Governor General Julie Payette can't recall the precise moment Apollo 11's lunar module touched down on the surface of the moon — she was only five years old, and her mother later told her she was likely tucked in bed when the historic moment unfolded on television.

It, and subsequent lunar missions under NASA's Apollo program, would nevertheless leave an indelible impression on the young Payette.

"I do remember very vividly the later Apollo missions, Apollo 15, 16, 17," Payette told Hallie Cotnam on CBC Radio's Ottawa Morning.

"I remember watching them, sitting on the gym floor in my primary school and thinking, 'Oh wow, wow, this is extraordinary. I want to do that. I want to go in the rocket. I want to go to the moon.'"

Saturday marks exactly 50 years since that first lunar landing, though it wasn't until the early hours of the following day that astronauts Neil Armstrong and Buzz Aldrin became the first people to set foot on the moon's surface.

While people the world over are reflecting on the landmark moment in space exploration, it's particularly poignant for those who have left Earth's atmosphere.

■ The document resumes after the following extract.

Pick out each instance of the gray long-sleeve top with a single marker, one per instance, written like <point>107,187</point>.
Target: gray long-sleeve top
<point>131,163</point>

"That blue marble on the backdrop of darkness was shining at us from very, very far. And it strikes you. This is it. This is the only place we've got right now," Payette said.

Chris O'Meara/Associated Press
Chris O'Meara/Associated Press

It's a view Payette would come to see for herself when she flew aboard the space shuttle Discovery in 1999. While she didn't get a chance to visit the moon, she would go on to log more than 25 days in space over two flights, serve as the chief astronaut for the Canadian Space Agency and eventually become Canada's 29th Governor General in 2017.

The former astronaut has also heard first-hand accounts of Apollo 11, meeting the mission's two surviving astronauts, Aldrin and Michael Collins. Collins operated one of the mission's three modules by himself while Armstrong and Aldrin walked on the moon.

Payette said Collins shared some "mind boggling" stories with her about the experience — including his worries about getting back home.

"They had to fire one engine, and that one engine had to work, otherwise they would have been stuck on the moon with no plan B," she recalled.

These days, space travel has its sights set on a much farther frontier: Mars. The last manned landing on the moon occurred in December 1972 as part of Apollo 17, although NASA is hoping to change that, and Payette approves.

"There are things we can learn about the formation of the universe, the formation of the solar system. We could plant an array of telescopes on the side of the moon that we don't see from the Earth so that we can maybe peer even further into the universe.

"The moon has the advantage of always being nearby our Earth. A little far, but nearby."